Leonardo’s Dream and the Kite July 24, 2011Author: Beach Combing | in : Contemporary, Medieval, Modern , trackback
Another case study from the historic dream series. This time the only dream to be recorded from Leonardo da Vinci’s snoozes. The record appears in a notebook dating to c. 1504 replete with sketches and considerations of flight:
This writing in such a distinct manner about the kite seems to be my destiny, because in the first recollection of my infancy it seemed to me that, while I was in my cradle a kite came to me and opened my mouth with its tail, and struck me several times with its tail inside my lips.
Questo scriver si distintamente del nibbio par che sia mio destino, perchè nella prima ricordazione della mia infanzia e mi parea che, essendo io in culla, un nibbio venissi a me e mi aprissi la bocca colla sua coda e molte volte mi percotessi con tal coda dentro le labbra.
This dream passed almost unnoticed until Sigmund Freud, practitioner par excellence of Viennese Voodoo, frustrated beyond belief not to have Leonardo on his couch, jumped up and down upon it. Freud subsequently wrote a long pamphlet on the subject with the enticing name Leonardo da Vinci : A psychosexual study of an infantile reminiscence.
Freud’s book is a tremendous read: who was it who said that Sigmund wrote good novels rather than bad science? However, its central thesis – Beachcombing should remind the reader that ‘bird’ in Italian is associated with the male member: nuff said – is vitiated because Freud (strangely Jungian in this monograph) got a bit confused about bird types. He mistranslated nibbio/kite as ‘vulture’ (as you do) and went off at a tangent into Egyptian mythology: it happens to the best of us.
Freud and many of his successors – be they historians or psychologists – have suggested that this was not really a childhood dream, but an adult re-elaboration or even an adult fantasy. Beach hasn’t the slightest idea why this casual, private aside in LdV’s notebooks should be doubted. LdV’s Italian perfectly suggests one of those early dreams that become so integrated into the child’s memories that they are easily confused with reality: a phenomenon Beach has previously noted.
And without stepping into debates that the present writer could not possibly understand or approve about infant sexuality he sees no reason why this dream need, pace Freud, have anything to do with oral sex…

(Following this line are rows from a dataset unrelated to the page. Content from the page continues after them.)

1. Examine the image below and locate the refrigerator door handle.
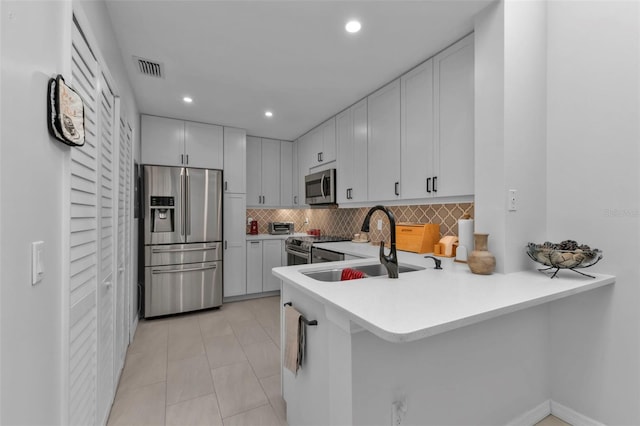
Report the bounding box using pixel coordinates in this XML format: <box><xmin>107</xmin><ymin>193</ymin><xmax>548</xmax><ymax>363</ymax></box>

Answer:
<box><xmin>184</xmin><ymin>169</ymin><xmax>191</xmax><ymax>236</ymax></box>
<box><xmin>151</xmin><ymin>265</ymin><xmax>218</xmax><ymax>274</ymax></box>
<box><xmin>180</xmin><ymin>170</ymin><xmax>187</xmax><ymax>235</ymax></box>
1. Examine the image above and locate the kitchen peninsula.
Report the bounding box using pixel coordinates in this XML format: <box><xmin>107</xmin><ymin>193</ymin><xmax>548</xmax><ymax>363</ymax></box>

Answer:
<box><xmin>273</xmin><ymin>243</ymin><xmax>615</xmax><ymax>425</ymax></box>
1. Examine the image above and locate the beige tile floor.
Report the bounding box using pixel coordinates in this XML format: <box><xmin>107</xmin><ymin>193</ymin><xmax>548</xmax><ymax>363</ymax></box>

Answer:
<box><xmin>108</xmin><ymin>296</ymin><xmax>286</xmax><ymax>426</ymax></box>
<box><xmin>108</xmin><ymin>296</ymin><xmax>571</xmax><ymax>426</ymax></box>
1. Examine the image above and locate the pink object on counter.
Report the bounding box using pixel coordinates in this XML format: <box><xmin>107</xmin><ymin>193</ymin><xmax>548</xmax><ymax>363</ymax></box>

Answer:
<box><xmin>340</xmin><ymin>268</ymin><xmax>365</xmax><ymax>281</ymax></box>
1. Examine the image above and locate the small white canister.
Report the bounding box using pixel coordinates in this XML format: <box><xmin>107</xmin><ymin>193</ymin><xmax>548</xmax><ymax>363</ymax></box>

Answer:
<box><xmin>456</xmin><ymin>213</ymin><xmax>474</xmax><ymax>263</ymax></box>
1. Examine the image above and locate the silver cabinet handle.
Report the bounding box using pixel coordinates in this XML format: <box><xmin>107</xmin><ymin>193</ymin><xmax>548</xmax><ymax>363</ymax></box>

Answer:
<box><xmin>151</xmin><ymin>265</ymin><xmax>218</xmax><ymax>274</ymax></box>
<box><xmin>151</xmin><ymin>247</ymin><xmax>218</xmax><ymax>253</ymax></box>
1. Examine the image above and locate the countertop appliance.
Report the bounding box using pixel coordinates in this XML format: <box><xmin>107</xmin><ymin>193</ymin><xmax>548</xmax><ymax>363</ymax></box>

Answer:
<box><xmin>284</xmin><ymin>235</ymin><xmax>351</xmax><ymax>266</ymax></box>
<box><xmin>268</xmin><ymin>222</ymin><xmax>295</xmax><ymax>235</ymax></box>
<box><xmin>143</xmin><ymin>165</ymin><xmax>222</xmax><ymax>318</ymax></box>
<box><xmin>304</xmin><ymin>169</ymin><xmax>336</xmax><ymax>206</ymax></box>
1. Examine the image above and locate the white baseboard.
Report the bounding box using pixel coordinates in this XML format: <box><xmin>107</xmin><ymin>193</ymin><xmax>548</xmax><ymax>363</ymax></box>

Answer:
<box><xmin>506</xmin><ymin>400</ymin><xmax>552</xmax><ymax>426</ymax></box>
<box><xmin>551</xmin><ymin>401</ymin><xmax>605</xmax><ymax>426</ymax></box>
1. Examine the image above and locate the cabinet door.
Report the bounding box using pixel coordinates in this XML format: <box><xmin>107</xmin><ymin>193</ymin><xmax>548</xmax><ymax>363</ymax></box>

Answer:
<box><xmin>367</xmin><ymin>79</ymin><xmax>400</xmax><ymax>201</ymax></box>
<box><xmin>184</xmin><ymin>121</ymin><xmax>224</xmax><ymax>170</ymax></box>
<box><xmin>298</xmin><ymin>133</ymin><xmax>316</xmax><ymax>206</ymax></box>
<box><xmin>247</xmin><ymin>241</ymin><xmax>262</xmax><ymax>294</ymax></box>
<box><xmin>223</xmin><ymin>194</ymin><xmax>247</xmax><ymax>297</ymax></box>
<box><xmin>350</xmin><ymin>99</ymin><xmax>369</xmax><ymax>202</ymax></box>
<box><xmin>320</xmin><ymin>117</ymin><xmax>336</xmax><ymax>163</ymax></box>
<box><xmin>140</xmin><ymin>115</ymin><xmax>184</xmax><ymax>166</ymax></box>
<box><xmin>247</xmin><ymin>136</ymin><xmax>262</xmax><ymax>207</ymax></box>
<box><xmin>262</xmin><ymin>240</ymin><xmax>282</xmax><ymax>291</ymax></box>
<box><xmin>223</xmin><ymin>127</ymin><xmax>247</xmax><ymax>194</ymax></box>
<box><xmin>305</xmin><ymin>126</ymin><xmax>324</xmax><ymax>167</ymax></box>
<box><xmin>336</xmin><ymin>108</ymin><xmax>350</xmax><ymax>204</ymax></box>
<box><xmin>280</xmin><ymin>141</ymin><xmax>295</xmax><ymax>207</ymax></box>
<box><xmin>400</xmin><ymin>60</ymin><xmax>435</xmax><ymax>199</ymax></box>
<box><xmin>433</xmin><ymin>35</ymin><xmax>474</xmax><ymax>197</ymax></box>
<box><xmin>291</xmin><ymin>141</ymin><xmax>300</xmax><ymax>207</ymax></box>
<box><xmin>262</xmin><ymin>139</ymin><xmax>280</xmax><ymax>207</ymax></box>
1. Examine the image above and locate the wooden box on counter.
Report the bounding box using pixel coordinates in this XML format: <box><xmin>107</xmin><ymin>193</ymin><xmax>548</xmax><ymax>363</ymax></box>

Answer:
<box><xmin>396</xmin><ymin>223</ymin><xmax>440</xmax><ymax>253</ymax></box>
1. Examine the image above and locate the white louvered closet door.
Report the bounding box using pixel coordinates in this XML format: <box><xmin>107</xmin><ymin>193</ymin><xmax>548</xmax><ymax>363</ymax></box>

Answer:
<box><xmin>115</xmin><ymin>117</ymin><xmax>131</xmax><ymax>376</ymax></box>
<box><xmin>67</xmin><ymin>22</ymin><xmax>98</xmax><ymax>425</ymax></box>
<box><xmin>97</xmin><ymin>73</ymin><xmax>115</xmax><ymax>424</ymax></box>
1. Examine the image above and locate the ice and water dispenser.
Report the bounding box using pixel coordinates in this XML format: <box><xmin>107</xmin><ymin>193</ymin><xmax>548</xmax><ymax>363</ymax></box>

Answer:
<box><xmin>150</xmin><ymin>196</ymin><xmax>175</xmax><ymax>232</ymax></box>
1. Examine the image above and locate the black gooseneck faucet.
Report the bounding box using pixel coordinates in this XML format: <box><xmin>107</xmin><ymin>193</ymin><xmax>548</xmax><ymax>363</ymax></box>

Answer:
<box><xmin>361</xmin><ymin>206</ymin><xmax>398</xmax><ymax>278</ymax></box>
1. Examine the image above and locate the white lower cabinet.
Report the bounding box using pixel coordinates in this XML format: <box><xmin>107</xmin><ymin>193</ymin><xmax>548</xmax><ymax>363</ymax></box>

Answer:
<box><xmin>247</xmin><ymin>239</ymin><xmax>284</xmax><ymax>294</ymax></box>
<box><xmin>223</xmin><ymin>193</ymin><xmax>247</xmax><ymax>297</ymax></box>
<box><xmin>247</xmin><ymin>241</ymin><xmax>262</xmax><ymax>294</ymax></box>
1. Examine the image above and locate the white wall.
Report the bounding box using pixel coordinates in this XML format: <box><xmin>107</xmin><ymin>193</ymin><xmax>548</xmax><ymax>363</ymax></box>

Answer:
<box><xmin>0</xmin><ymin>1</ymin><xmax>139</xmax><ymax>425</ymax></box>
<box><xmin>475</xmin><ymin>1</ymin><xmax>546</xmax><ymax>273</ymax></box>
<box><xmin>547</xmin><ymin>1</ymin><xmax>640</xmax><ymax>425</ymax></box>
<box><xmin>0</xmin><ymin>1</ymin><xmax>71</xmax><ymax>424</ymax></box>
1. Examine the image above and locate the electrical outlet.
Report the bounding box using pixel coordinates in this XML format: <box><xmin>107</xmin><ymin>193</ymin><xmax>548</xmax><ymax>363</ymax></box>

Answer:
<box><xmin>391</xmin><ymin>399</ymin><xmax>407</xmax><ymax>426</ymax></box>
<box><xmin>507</xmin><ymin>189</ymin><xmax>518</xmax><ymax>212</ymax></box>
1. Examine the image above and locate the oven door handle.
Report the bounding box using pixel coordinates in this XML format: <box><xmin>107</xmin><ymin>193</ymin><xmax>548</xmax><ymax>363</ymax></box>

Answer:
<box><xmin>284</xmin><ymin>247</ymin><xmax>309</xmax><ymax>259</ymax></box>
<box><xmin>151</xmin><ymin>265</ymin><xmax>217</xmax><ymax>274</ymax></box>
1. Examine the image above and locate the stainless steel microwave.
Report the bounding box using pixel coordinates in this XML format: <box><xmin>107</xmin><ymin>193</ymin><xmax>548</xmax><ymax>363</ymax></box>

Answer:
<box><xmin>304</xmin><ymin>169</ymin><xmax>336</xmax><ymax>205</ymax></box>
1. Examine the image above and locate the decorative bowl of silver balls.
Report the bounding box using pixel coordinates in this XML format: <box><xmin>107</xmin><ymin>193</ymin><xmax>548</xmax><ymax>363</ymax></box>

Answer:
<box><xmin>527</xmin><ymin>240</ymin><xmax>602</xmax><ymax>278</ymax></box>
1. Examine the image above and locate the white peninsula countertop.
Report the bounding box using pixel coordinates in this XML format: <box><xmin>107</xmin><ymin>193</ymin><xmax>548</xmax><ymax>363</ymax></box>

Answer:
<box><xmin>273</xmin><ymin>242</ymin><xmax>615</xmax><ymax>342</ymax></box>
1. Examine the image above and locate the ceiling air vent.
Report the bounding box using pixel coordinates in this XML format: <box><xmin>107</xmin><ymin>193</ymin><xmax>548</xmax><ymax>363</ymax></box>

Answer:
<box><xmin>133</xmin><ymin>56</ymin><xmax>164</xmax><ymax>78</ymax></box>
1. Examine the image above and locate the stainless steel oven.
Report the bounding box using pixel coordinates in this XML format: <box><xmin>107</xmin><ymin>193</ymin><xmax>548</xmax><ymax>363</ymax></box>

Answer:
<box><xmin>285</xmin><ymin>247</ymin><xmax>311</xmax><ymax>266</ymax></box>
<box><xmin>311</xmin><ymin>247</ymin><xmax>344</xmax><ymax>263</ymax></box>
<box><xmin>284</xmin><ymin>235</ymin><xmax>351</xmax><ymax>266</ymax></box>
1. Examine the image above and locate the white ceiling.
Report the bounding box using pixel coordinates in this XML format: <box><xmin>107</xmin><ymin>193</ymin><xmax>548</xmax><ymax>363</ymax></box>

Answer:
<box><xmin>107</xmin><ymin>0</ymin><xmax>491</xmax><ymax>140</ymax></box>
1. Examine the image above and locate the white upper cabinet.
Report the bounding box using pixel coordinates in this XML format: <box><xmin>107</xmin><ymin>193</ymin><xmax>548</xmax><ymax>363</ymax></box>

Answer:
<box><xmin>183</xmin><ymin>121</ymin><xmax>224</xmax><ymax>170</ymax></box>
<box><xmin>247</xmin><ymin>136</ymin><xmax>280</xmax><ymax>207</ymax></box>
<box><xmin>224</xmin><ymin>127</ymin><xmax>247</xmax><ymax>194</ymax></box>
<box><xmin>280</xmin><ymin>141</ymin><xmax>297</xmax><ymax>207</ymax></box>
<box><xmin>432</xmin><ymin>34</ymin><xmax>474</xmax><ymax>197</ymax></box>
<box><xmin>140</xmin><ymin>115</ymin><xmax>184</xmax><ymax>166</ymax></box>
<box><xmin>364</xmin><ymin>79</ymin><xmax>400</xmax><ymax>201</ymax></box>
<box><xmin>336</xmin><ymin>99</ymin><xmax>368</xmax><ymax>204</ymax></box>
<box><xmin>400</xmin><ymin>59</ymin><xmax>436</xmax><ymax>199</ymax></box>
<box><xmin>141</xmin><ymin>115</ymin><xmax>224</xmax><ymax>169</ymax></box>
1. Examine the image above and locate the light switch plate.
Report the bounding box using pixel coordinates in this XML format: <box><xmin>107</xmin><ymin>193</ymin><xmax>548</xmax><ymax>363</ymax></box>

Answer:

For what it is worth Beachcombing would guess that the child Leonardo had a ‘shamanic’ dream of a bird ‘sealing’ his lips with genius, (whatever that means). If there was re-elaboration it was Leonardo later remembering the bird as a kite: not the most obvious choice for an infant who would perhaps be more generic.

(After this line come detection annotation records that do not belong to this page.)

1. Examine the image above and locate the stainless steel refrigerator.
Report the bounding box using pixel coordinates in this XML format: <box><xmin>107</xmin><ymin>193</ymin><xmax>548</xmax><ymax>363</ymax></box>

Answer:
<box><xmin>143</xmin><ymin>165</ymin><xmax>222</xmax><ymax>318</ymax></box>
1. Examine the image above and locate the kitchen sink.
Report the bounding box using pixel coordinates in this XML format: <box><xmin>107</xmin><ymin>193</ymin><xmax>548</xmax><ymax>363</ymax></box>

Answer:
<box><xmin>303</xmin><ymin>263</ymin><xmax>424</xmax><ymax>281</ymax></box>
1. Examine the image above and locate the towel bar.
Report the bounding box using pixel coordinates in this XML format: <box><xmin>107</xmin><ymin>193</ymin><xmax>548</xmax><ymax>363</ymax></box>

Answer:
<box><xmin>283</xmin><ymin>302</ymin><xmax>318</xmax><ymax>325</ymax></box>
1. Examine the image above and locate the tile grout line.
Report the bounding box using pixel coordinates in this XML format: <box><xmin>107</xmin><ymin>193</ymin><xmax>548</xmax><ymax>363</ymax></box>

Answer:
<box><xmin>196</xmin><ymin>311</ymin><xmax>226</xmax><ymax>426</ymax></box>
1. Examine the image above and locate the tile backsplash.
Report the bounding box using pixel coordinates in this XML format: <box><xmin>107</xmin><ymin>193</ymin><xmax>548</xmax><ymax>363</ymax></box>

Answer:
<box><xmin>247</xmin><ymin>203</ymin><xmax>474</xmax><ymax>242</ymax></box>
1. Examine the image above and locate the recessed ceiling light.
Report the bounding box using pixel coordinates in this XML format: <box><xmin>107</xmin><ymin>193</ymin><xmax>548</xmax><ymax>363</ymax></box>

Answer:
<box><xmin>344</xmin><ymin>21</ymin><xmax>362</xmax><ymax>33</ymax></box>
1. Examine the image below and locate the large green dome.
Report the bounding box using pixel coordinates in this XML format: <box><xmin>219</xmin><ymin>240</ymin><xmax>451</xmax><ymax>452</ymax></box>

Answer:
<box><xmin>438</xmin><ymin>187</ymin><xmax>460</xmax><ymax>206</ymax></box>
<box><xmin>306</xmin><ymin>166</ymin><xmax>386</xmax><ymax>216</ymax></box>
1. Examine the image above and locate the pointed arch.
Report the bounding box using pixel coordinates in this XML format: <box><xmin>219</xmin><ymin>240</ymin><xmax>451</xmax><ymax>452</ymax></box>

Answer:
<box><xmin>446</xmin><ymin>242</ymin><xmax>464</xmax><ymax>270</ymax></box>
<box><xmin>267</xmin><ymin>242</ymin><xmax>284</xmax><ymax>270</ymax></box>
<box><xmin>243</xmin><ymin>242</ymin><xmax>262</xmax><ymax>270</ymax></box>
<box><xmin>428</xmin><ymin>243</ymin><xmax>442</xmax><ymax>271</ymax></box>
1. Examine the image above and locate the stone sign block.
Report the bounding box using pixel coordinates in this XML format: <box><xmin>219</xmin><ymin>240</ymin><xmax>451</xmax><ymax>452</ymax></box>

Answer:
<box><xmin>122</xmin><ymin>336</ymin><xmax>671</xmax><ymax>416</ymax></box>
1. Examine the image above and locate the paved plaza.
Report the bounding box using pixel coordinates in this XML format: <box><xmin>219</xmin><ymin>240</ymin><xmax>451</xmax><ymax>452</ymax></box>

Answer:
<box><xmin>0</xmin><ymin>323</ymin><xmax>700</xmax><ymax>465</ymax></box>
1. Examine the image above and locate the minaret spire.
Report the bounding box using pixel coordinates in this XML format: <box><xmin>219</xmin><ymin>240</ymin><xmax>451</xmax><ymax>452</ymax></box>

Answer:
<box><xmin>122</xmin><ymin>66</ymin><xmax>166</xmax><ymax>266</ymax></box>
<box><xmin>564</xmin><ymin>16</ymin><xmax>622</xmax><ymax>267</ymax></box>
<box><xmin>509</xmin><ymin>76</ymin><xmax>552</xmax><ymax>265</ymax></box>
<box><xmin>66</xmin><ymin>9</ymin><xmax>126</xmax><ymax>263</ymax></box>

The kite (pictured above) is remarkable in flight and has an extraordinary tail that moves with great exactness in the air. The Roman writer Pliny says that the movements of the kite inspired early sailors to create rudders and steering, which may or (very probably) may not be true but says something about the kite’s skill in cutting through the air: did Leonardo know this passage?

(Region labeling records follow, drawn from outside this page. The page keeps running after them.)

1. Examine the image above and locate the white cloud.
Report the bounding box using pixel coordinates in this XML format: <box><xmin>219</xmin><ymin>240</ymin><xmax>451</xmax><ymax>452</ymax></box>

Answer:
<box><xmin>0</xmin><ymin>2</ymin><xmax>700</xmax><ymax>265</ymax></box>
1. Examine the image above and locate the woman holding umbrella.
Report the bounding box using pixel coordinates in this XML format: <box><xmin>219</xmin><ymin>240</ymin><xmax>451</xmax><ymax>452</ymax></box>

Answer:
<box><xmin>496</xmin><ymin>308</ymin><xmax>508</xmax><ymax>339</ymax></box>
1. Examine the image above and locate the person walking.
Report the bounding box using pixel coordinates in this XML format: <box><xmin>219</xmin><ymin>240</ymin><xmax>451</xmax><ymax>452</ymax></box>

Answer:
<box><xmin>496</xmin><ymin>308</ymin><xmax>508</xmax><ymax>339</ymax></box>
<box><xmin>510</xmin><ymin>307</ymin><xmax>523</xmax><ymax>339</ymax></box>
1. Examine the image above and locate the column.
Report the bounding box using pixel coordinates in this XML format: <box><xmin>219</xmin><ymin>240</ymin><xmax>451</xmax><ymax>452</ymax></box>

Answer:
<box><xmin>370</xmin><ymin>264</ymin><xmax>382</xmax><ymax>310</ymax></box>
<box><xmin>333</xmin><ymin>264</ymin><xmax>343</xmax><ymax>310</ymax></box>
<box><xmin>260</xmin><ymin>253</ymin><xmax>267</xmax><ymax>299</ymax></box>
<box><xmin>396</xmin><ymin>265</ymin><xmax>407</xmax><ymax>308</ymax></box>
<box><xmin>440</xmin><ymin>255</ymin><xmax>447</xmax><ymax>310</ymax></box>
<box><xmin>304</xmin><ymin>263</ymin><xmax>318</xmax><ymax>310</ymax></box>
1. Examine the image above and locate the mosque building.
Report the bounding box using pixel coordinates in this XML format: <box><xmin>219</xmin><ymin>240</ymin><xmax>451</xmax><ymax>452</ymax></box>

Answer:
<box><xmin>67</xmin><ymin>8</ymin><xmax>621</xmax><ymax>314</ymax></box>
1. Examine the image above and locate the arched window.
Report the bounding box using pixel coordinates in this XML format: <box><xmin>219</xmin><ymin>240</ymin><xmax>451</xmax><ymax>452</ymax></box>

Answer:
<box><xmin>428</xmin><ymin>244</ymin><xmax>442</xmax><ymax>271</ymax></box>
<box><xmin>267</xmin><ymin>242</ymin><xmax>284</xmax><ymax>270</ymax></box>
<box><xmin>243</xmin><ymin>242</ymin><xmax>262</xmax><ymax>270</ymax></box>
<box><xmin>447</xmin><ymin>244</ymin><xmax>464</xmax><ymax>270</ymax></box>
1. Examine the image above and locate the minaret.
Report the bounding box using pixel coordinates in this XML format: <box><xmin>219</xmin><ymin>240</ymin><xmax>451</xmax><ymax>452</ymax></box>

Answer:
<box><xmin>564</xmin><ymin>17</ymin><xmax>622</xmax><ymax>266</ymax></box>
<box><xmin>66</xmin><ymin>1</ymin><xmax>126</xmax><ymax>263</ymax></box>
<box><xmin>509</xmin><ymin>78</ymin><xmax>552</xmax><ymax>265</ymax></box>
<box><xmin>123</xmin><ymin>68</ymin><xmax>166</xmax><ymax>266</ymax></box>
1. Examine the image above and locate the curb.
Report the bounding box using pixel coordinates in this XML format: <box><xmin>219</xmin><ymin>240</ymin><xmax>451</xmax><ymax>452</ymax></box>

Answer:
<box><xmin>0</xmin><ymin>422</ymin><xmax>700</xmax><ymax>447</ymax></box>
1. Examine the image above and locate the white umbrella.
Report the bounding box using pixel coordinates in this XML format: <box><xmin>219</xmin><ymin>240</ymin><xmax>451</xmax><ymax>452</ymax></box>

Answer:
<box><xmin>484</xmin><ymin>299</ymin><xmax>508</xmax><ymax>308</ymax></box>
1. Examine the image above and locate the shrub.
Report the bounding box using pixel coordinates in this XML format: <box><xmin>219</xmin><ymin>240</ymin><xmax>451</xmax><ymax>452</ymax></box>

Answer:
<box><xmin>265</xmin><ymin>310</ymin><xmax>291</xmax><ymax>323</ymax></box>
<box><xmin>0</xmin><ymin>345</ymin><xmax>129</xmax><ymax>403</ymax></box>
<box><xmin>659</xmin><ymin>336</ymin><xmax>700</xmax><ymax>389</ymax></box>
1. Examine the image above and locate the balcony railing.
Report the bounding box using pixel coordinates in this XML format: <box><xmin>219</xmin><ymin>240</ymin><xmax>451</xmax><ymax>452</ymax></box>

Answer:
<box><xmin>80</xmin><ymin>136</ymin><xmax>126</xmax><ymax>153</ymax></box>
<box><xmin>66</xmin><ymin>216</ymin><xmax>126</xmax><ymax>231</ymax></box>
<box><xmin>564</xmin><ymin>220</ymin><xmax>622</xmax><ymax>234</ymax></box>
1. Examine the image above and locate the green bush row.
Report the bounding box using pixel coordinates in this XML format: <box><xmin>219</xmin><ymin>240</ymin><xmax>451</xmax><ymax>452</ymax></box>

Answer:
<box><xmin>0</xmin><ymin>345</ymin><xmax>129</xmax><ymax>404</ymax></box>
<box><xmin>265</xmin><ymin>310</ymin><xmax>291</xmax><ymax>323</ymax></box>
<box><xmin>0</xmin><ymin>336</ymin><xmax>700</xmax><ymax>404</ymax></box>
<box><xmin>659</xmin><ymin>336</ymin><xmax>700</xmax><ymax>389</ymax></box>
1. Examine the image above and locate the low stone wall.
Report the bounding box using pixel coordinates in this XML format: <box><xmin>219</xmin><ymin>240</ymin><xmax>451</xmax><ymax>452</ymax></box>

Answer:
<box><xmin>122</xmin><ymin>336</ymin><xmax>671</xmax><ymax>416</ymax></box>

Possibly Da Vinci ‘remembered’ a kite because it was the bird that had most excited him during his early observations of birds or, indeed, in his own experiments with flying? As noted above the page where the dream is written is full of reflections on flight.
Any other historic dreams: drbeachcombing AT yahoo DOT com
PS If Beach was Dan Brown he would point out that ‘kite’ in Hebrew was Christ’s middle name, but it’s getting late.
PPS Useless but strangely memorable fact: the kestrel (another impressive flier) is described as a ‘wind-fucker’ in some early modern texts.